Say for example Ticketmaster. Lots of people say that they're a monopoly and even the FTC is investigating them right now. How does the FTC prove that Ticketmaster is selling tickets way above what it costs to make and provide them? I doubt Ticketmaster would be enthusiastic to provide those figures because they know they'd get fined/lose profits. How does the government obtain these figures in order to regulate monopolies and actually prove that a company is in fact a monopoly?
How do governments figure out what price to set for a given product in order to increase consumer surplus and reduce the market power of a monopoly if sellers aren't willing to provide their numbers for production costs and profits?
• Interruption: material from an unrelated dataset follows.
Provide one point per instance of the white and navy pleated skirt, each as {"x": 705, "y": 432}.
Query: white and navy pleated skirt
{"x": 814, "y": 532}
Are companies legally obligated to provide these figures?
byu/descarado44 inAskEconomics
Posted by descarado44
2 Comments
Yes, the FTC (and DOJ, with which the FTC has partially-overlapping jurisdiction for anti-trust laws) can compel firms to turn over data and documents, and to provide company officials to provide sworn testimony, as part of its investigative powers. In addition to the large number of lawyers, the FTC employs dozens of economists that specialize in the analysis of mergers and monopolies.
They guess.
In the absence of market prices, government doesn’t know what price is optimal. The lack of price discovery is why you don’t want centrally set prices. Monopolies are also obviously undesirable.
I suspect in Ticketmaster’s case it’ll likely come down to scalping. They have long been accused of actively participating in scalping tickets, creating a faux “market” to practice price discrimination. If that gets conclusively demonstrated, that will support the monopolistic accusations.
That said, you don’t need to know the exact market price to determine if something is a monopoly. The lack of competitors is sufficient to meet the definition. Ticketmaster holds some 70-80% of the market in major venues, and likes exclusivity contracts. That certainly appears to be monopolistic behavior.